Он собрался уже пойти, проверить замок, но тут открылась не калитка, а неприметная дверца в заборе. Высунулась голова, увенчанная какой-то конструкцией – вот и товарищ Тихонова. Та самая, которая, по официальной версии, грызет основы стихосложения на семинаре профессора Ратцинга.
Акимов замер, сделал осторожный шаг назад, скрылся в тени чьей-то сирени.
Мурочка, убедившись, что горизонт чист, снова скрылась за забором. Когда она появилась, с ней вышел, заметно прихрамывая, мужчина.
Похабна роль соглядатая, но служба такая. Акимов навострил покрасневшие уши. Да и прислушиваться особо не пришлось, зеленый свод свежей листвы усиливал каждый звук, как ракушка парковой эстрады. И приглядываться было не обязательно, эти два силуэта видны были четко, как в театре теней.
Мурочка густым, грудным голосом обличала спутника в бессердечии, нерешительности, в том, что ради нее он ничем не может поступиться. Он увещевал, убеждая, что, кроме нее, у него на всем свете и в окрестностях нет никого, и что он не может отказаться от этой поездки. Мурочка, прильнув к нему, плакала, он утешал, пытаясь отлепить ее, – видимо, уже куда-то опаздывая. Она сердито отстранилась:
– Жди, жди! Всю жизнь жду – то мужа, то тебя!
Он отстранился, Мурочка отвернулась, видимо, доставая платок, всхлипывая. Мужчина с прохладцей заметил:
– Меня ты не дождалась.
И снова она с горестным всхлипом прилипла:
– Васенька, я не знала, что ты жив!
– Можно было подождать подольше.
Мужчина вздернул руку, глянул на часы, потянулся к женщине:
– Пора. Попрощаемся по-хорошему.
Она снова завела свою сопливую шарманку, то отталкивала, то снова льнула к мужчине, как вьюн к дереву, то говорила: «Иди, иди», то снова удерживала, лезла целоваться.
Акимов ощутил, что краснеет: «Ну и дела. Вот и новый Вася. Вася. Это не Ливанов ли часом?! Или просто Вася, мало ли Вась на свете…»
Сергей не успел додумать: глянул на этот балаган и увидел, что пора давать занавес. Мурочка по-театральному отошла на авансцену и страдает, даже вроде бы заламывая руки, а Вася удаляется в закат, точнее, довольно быстро хромает по направлению к станции.
Все, скрылся, завернув за угол. И Мурочка вышла из любовной каталепсии. Выпрямилась, пошла обратно за забор, открыла изнутри большие ворота, довольно-таки легко для хрупкой женщины распахнула створки.
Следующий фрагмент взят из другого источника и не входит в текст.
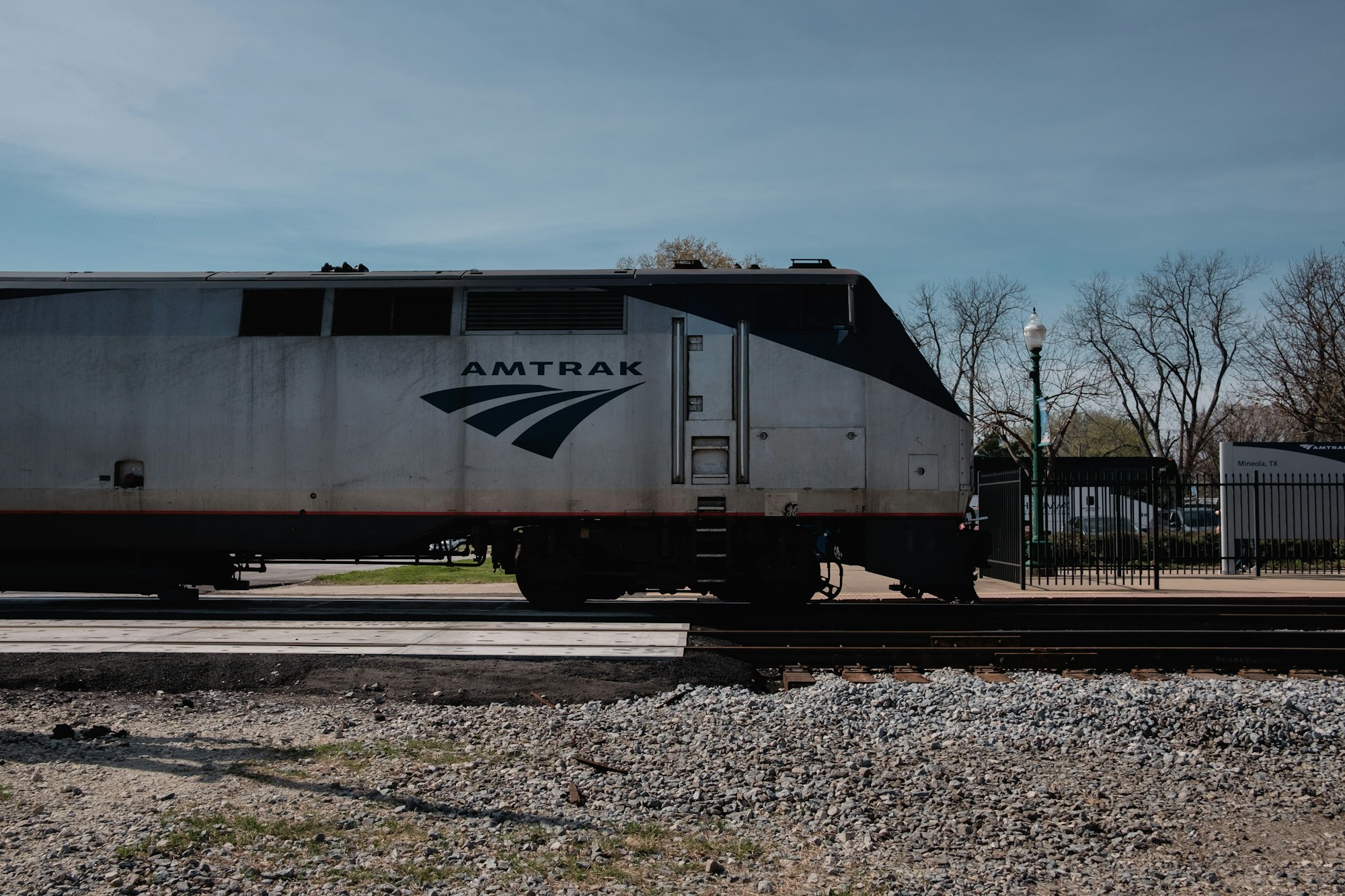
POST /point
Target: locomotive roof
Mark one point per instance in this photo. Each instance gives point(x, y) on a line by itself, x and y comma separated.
point(633, 275)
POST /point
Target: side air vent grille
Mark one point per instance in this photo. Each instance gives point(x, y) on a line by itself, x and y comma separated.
point(282, 313)
point(563, 311)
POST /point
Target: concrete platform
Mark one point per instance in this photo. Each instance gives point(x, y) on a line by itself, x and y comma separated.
point(389, 639)
point(861, 584)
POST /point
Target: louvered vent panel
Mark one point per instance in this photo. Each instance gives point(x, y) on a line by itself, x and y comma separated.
point(556, 311)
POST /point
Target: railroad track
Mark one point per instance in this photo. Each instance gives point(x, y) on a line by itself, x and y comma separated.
point(1011, 634)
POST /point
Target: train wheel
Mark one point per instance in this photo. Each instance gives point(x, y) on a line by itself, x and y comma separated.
point(548, 595)
point(544, 588)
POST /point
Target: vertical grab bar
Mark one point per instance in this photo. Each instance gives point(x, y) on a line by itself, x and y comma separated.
point(740, 397)
point(679, 400)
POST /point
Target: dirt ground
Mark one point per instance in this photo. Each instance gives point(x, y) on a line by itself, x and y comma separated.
point(424, 678)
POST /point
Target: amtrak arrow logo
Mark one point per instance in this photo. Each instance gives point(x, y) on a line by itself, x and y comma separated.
point(545, 436)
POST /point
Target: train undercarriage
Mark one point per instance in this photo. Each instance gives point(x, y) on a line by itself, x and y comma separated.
point(566, 561)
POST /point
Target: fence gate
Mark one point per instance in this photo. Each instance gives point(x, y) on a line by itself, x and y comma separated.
point(1001, 509)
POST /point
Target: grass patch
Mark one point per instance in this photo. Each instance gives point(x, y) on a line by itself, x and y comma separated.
point(280, 838)
point(419, 576)
point(184, 831)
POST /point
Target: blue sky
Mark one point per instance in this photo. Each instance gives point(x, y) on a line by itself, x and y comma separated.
point(911, 142)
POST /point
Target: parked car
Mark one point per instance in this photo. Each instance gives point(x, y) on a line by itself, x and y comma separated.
point(1194, 518)
point(1102, 525)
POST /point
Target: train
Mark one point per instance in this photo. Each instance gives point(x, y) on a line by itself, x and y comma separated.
point(592, 432)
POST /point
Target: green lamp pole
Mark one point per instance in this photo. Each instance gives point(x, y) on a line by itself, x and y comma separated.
point(1035, 337)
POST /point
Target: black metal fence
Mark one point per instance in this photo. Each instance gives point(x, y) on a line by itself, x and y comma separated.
point(1137, 529)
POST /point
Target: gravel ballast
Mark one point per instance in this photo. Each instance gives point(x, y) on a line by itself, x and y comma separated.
point(1042, 786)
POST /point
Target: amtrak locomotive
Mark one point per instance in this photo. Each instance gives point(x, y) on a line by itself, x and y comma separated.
point(597, 431)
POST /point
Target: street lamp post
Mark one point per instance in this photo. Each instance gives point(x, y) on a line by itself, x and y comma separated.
point(1035, 337)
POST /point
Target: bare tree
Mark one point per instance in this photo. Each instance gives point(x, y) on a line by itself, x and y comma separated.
point(1301, 354)
point(685, 249)
point(1169, 349)
point(964, 330)
point(1246, 421)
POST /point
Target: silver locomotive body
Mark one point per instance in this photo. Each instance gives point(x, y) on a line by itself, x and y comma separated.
point(599, 431)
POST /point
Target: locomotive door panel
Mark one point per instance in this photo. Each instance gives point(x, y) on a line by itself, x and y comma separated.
point(709, 366)
point(808, 458)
Взревел мощный двигатель, загорелись фары – на улицу выехала проклятая тихоновская «Победа». Тихонова отправилась запирать ворота. Акимов решился. Выбравшись из сирени, приблизился.
– Позвольте помочь, Мария Антоновна.
– Ах! – Она вздрогнула, но, оправившись, рассмеялась в своей манере, замогильно: – Товарищ лейтенант! Напугали меня.
– Прощения прошу, не хотел, – Акимов прикрыл ворота, отобрав у нее ключ, навесил замок.
Тихонова уже оправилась от удивления, заметила кокетливо:
– Вы зря не ходите в костюмах, вам очень идет.
– Спасибо.
– С ума сойти, какой вы интересный. Только вот стрелки…
– Благодарю, – прервал Акимов. Приблизившись к машине, как бы невзначай провел по капоту: – Смотрите-ка, как новая.